# Liquid-Vapor Equilibrium and Vapor Pressure

by jaumzaum
Tags: equilibrium, liquidvapor, pressure, vapor
 P: 248 I'm studying vapor pressure and I'm having trouble to understand some concepts. Vapor pressure depends only on the temperature of the liquid in question right? For example, if we have a container with water at 30° C, it doesn't matter the experiment, would it ALWAYS be a vapor phase with pressure = vapor pressure of water at 30°C = 31.8 mmHg? So consider the following experiment: In a container we have water at 30°C. One end is closed while in the other we have a piston.

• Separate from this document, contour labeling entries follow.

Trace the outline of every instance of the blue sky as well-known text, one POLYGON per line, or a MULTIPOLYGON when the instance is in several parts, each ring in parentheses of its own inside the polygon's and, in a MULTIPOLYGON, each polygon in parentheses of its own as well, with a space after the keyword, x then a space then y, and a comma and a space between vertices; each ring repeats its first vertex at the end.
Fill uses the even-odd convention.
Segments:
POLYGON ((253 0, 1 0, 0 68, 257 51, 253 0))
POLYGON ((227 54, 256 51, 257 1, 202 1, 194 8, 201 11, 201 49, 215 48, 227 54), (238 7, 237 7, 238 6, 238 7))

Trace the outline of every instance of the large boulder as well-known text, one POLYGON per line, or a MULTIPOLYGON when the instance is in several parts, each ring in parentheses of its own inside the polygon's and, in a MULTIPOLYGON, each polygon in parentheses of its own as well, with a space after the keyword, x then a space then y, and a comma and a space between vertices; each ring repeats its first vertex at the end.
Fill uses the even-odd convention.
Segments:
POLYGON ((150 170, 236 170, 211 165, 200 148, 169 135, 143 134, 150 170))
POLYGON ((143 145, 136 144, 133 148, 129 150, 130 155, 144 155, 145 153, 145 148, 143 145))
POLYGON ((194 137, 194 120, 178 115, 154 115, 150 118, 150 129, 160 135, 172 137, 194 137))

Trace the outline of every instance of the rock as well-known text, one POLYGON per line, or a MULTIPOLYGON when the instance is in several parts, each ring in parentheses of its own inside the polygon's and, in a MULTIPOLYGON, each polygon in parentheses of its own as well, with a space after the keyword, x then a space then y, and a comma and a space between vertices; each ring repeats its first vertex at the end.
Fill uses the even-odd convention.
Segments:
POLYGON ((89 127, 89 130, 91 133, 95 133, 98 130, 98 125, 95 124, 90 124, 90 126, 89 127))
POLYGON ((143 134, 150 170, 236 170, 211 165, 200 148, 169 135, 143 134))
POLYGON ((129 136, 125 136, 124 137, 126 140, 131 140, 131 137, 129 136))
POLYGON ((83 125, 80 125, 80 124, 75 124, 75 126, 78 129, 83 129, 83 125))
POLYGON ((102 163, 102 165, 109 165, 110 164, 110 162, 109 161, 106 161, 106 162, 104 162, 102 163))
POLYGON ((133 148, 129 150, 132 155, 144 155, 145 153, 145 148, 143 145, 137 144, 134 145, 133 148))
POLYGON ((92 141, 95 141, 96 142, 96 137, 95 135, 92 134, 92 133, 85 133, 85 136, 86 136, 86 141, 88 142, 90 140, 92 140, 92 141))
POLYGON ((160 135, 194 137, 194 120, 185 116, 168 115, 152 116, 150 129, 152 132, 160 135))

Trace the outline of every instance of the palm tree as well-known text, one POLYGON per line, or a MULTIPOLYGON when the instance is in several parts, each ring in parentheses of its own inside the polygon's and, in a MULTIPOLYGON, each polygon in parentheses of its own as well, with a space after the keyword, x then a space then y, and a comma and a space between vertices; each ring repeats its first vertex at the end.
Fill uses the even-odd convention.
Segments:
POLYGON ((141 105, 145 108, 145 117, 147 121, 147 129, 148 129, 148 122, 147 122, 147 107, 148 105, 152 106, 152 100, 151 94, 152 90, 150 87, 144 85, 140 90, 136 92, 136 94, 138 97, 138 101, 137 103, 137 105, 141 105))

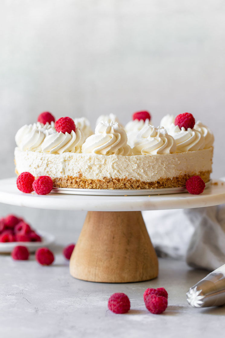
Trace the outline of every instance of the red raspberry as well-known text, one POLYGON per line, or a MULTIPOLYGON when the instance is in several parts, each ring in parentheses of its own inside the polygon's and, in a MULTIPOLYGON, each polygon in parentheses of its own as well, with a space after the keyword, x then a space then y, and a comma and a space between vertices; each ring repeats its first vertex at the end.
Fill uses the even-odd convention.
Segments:
POLYGON ((148 112, 146 111, 143 111, 142 112, 137 112, 134 113, 133 114, 133 119, 134 120, 144 120, 145 121, 147 119, 150 120, 151 120, 151 115, 148 112))
POLYGON ((31 231, 28 235, 31 242, 41 242, 42 238, 35 232, 31 231))
POLYGON ((183 127, 186 130, 188 128, 192 129, 194 128, 195 120, 192 114, 190 113, 184 113, 183 114, 178 115, 175 119, 174 124, 178 126, 180 129, 183 127))
POLYGON ((54 261, 54 255, 48 248, 41 248, 35 252, 35 258, 42 265, 50 265, 54 261))
POLYGON ((161 313, 167 307, 168 301, 163 296, 149 295, 145 299, 145 306, 151 313, 161 313))
POLYGON ((44 112, 44 113, 42 113, 38 118, 38 122, 44 123, 44 124, 45 124, 47 122, 48 122, 50 124, 52 121, 54 122, 55 121, 55 118, 49 112, 44 112))
POLYGON ((6 230, 0 235, 0 242, 6 243, 8 242, 15 242, 16 239, 12 232, 10 230, 6 230))
POLYGON ((17 186, 19 190, 22 192, 29 193, 33 191, 32 187, 33 182, 35 179, 34 176, 27 171, 22 172, 19 175, 17 179, 17 186))
POLYGON ((60 117, 55 123, 55 128, 56 131, 61 131, 64 134, 67 132, 70 134, 72 130, 76 130, 76 126, 73 120, 70 117, 60 117))
POLYGON ((62 253, 65 258, 70 259, 73 250, 75 247, 75 244, 70 244, 63 249, 62 253))
POLYGON ((14 248, 11 256, 13 259, 26 261, 29 258, 29 252, 26 246, 18 245, 14 248))
POLYGON ((108 307, 114 313, 126 313, 130 310, 130 303, 126 295, 117 292, 109 297, 108 307))
POLYGON ((34 181, 32 186, 38 195, 47 195, 52 190, 53 182, 50 176, 39 176, 34 181))
POLYGON ((15 235, 16 242, 31 242, 29 235, 22 234, 16 234, 15 235))
POLYGON ((199 195, 205 188, 205 184, 200 176, 193 176, 186 181, 186 189, 190 194, 199 195))

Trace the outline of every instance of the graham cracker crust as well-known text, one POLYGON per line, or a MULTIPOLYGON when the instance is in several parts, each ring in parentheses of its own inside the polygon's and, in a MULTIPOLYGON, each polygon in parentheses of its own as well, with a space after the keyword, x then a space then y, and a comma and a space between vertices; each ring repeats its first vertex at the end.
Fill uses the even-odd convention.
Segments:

Above the pistons we have weights that do a initial pressure of 200mm Hg on the water. Is there water in the vapor state? I would say yes, but if so the vapor should exert a pressure of 31.8mmHg, and where would be the other 268.2mm Hg? The only explanation I thought is that a few bubbles of gas above the liquid makes the 31.8mmHg but the liquid still stays in contact with the piston making the other 268.2 mmHg. But I haven't read this in anywhere, is it right?
 P: 248 Correction: "Above the pistons we have weights that do a initial pressure of 300 mm Hg" Nobody knows the answer?
 PF Gold P: 860 I do not see the need to subtract the vapor pressure anywhere. There is the same pressure beneath the piston as beneath the closed end, so the full effect of the piston weight is transmitted.